The movement said, "We, the women of Afghanistan, do not want to negotiate with the Taliban under any circumstances and we want the Taliban not to be recognised. We will not allow any men or women to sacrifice for their own interests."
Following the meeting with the Taliban's foreign minister in Doha, Amiri said that she met with the group's representatives due to "Afghans and human rights defenders insisting on direct engagement with the Taliban”.
Earlier, Amiri’s statements were met with wide-ranging criticisms too. Michael McCaul, Chairman of the US House Committee on Foreign Affairs, criticised the country’s special envoy for women and human rights in Afghanistan for meeting Taliban members in Doha.
McCaul said, “There are more repressive edicts against Afghan women and girls today than there were when Amiri took office.”
The Chairman of the US House Committee on Foreign Affairs stressed that the US representatives’ engagement with the Taliban doesn’t help Afghan women.

Habibullo Vohidzoda, Director of the Drug Control Agency in Tajikistan, said that the Taliban is not acting according to their repeated statements of stepping up their counter-narcotics efforts.
Vohidzoda added that according to the country’s statistics, drug smuggling from Afghanistan has increased during the Taliban reign in the country.
On Wednesday, in a press conference in Dushanbe, he said that he does not believe in the Taliban's promises of fighting against drugs in Afghanistan.
The Tajik official explained that the Taliban had promised to crack down on those who produce and smuggle drugs, "but in reality, we don't see that happening”.
Vohidzoda added that in 2021 and after the Taliban’s takeover of Afghanistan, 4083 kilograms of narcotics had been discovered in Tajikistan, and in 2022 almost five tonnes of narcotics were seized in the country.
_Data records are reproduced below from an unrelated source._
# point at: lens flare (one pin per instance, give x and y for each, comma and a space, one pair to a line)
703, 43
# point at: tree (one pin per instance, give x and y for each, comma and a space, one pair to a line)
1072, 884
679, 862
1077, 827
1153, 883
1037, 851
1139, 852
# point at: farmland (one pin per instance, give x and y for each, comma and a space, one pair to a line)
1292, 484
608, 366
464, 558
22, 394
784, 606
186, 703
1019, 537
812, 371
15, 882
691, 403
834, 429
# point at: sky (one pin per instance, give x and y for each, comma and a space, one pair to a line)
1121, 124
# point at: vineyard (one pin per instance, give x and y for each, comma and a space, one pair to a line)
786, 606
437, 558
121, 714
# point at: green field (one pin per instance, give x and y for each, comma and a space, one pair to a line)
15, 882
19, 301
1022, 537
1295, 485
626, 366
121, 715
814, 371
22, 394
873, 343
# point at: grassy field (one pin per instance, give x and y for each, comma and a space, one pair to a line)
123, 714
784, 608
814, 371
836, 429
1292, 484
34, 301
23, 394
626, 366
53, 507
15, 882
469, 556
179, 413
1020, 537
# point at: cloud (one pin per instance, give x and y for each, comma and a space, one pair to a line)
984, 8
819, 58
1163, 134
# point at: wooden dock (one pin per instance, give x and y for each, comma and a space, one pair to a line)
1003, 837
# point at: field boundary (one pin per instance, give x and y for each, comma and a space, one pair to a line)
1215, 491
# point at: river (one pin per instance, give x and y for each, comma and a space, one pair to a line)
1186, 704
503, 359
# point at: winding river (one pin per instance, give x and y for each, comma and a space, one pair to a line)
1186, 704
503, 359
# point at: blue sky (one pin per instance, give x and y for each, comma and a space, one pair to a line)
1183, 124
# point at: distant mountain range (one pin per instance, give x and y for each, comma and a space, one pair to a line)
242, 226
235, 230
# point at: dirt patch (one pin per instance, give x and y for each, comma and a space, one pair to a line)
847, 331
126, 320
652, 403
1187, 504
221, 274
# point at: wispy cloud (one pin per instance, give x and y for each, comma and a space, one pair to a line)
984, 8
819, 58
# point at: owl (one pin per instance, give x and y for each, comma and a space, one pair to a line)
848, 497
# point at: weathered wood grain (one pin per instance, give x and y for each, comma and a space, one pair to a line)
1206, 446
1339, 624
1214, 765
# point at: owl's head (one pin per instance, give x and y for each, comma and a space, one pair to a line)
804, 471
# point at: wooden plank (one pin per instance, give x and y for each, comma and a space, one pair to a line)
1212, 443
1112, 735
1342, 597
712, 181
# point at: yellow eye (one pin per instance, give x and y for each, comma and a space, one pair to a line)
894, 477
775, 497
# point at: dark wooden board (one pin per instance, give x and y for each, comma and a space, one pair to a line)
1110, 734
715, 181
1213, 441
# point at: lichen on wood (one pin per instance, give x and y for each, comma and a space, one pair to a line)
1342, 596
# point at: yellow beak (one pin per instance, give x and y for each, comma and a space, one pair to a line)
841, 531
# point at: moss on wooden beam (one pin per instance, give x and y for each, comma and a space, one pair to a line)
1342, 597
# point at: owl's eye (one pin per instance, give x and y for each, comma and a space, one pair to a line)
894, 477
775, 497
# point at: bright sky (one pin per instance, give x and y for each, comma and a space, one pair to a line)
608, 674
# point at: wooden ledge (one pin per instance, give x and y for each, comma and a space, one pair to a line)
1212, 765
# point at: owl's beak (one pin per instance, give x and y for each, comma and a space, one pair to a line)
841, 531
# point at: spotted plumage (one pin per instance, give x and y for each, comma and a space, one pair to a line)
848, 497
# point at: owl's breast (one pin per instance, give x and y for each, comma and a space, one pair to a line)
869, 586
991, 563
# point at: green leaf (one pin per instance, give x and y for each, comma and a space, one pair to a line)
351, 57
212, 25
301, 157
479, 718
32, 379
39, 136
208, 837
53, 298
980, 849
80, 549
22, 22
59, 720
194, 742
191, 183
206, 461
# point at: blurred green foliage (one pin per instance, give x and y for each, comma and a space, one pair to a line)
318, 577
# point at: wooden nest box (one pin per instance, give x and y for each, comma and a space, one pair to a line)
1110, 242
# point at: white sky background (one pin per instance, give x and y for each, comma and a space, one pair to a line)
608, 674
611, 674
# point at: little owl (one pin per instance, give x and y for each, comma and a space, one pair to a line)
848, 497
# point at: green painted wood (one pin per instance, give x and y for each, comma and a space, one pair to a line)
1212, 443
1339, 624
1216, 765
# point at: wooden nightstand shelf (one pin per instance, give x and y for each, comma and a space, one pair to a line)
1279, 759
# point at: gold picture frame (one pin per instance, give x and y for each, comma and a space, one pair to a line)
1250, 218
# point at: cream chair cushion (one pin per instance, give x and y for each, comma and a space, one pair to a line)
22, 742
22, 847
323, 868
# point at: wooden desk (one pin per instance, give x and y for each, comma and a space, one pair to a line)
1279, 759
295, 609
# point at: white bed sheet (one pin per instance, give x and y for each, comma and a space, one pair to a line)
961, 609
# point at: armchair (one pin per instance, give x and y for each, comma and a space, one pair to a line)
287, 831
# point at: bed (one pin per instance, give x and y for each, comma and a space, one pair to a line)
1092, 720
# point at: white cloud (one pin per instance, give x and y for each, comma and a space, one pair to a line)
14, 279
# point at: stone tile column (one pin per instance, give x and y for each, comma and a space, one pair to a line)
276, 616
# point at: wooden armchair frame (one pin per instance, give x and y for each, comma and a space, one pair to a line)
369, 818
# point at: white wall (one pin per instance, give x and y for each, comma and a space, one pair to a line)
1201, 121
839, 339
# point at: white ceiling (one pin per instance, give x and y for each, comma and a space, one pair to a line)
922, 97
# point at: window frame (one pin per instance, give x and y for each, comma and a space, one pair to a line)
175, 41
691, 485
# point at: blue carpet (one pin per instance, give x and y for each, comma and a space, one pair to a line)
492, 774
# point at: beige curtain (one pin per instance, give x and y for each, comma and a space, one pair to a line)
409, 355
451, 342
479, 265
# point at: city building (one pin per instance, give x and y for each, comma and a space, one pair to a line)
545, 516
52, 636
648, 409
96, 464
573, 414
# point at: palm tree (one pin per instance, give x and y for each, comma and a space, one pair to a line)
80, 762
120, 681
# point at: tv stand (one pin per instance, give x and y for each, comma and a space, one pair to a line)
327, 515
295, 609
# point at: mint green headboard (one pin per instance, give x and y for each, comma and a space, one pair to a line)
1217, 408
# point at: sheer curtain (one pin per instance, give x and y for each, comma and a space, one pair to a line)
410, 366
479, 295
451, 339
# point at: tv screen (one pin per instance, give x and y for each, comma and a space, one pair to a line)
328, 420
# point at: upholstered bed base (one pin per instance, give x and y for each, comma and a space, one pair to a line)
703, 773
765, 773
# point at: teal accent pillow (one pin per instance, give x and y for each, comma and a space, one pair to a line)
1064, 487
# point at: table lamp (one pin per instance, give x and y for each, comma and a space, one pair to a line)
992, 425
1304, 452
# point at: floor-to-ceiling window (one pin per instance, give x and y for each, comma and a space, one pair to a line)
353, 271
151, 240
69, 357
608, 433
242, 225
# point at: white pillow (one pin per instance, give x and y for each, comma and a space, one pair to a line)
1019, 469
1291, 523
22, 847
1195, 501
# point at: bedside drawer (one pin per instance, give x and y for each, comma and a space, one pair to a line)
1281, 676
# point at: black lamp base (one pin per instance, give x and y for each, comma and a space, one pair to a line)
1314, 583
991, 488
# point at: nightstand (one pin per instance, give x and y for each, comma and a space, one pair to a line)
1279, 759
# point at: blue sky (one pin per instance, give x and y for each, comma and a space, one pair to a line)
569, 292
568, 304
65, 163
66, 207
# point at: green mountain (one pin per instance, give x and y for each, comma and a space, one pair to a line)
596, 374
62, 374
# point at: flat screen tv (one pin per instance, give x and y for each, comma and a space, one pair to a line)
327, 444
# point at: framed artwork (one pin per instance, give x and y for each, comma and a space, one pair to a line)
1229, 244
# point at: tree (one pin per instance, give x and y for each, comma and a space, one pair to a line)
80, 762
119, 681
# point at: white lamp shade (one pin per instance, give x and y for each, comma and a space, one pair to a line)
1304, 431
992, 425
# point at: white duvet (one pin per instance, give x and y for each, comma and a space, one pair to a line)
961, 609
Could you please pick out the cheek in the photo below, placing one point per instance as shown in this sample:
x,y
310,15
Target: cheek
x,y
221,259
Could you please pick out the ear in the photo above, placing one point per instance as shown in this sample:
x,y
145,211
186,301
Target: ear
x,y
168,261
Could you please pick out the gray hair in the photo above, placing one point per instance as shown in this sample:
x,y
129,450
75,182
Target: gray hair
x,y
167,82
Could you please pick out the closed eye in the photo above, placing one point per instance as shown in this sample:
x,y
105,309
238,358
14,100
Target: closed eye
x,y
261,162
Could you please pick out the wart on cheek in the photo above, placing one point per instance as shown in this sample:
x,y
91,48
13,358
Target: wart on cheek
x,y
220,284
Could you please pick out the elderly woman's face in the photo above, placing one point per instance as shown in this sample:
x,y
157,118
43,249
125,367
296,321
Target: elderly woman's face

He stressed that most of the seized drugs were in the areas inside Tajikistan which bordered Afghanistan.
In 2022, the Taliban announced a ban on the production and sale of drugs in Afghanistan.
However, earlier the United Nations Office on Drugs and Crime announced that Afghanistan produced 80 percent of the world's opium in 2022. The report stated that Afghanistan has become one of the major producers of methamphetamine or crystal in the region.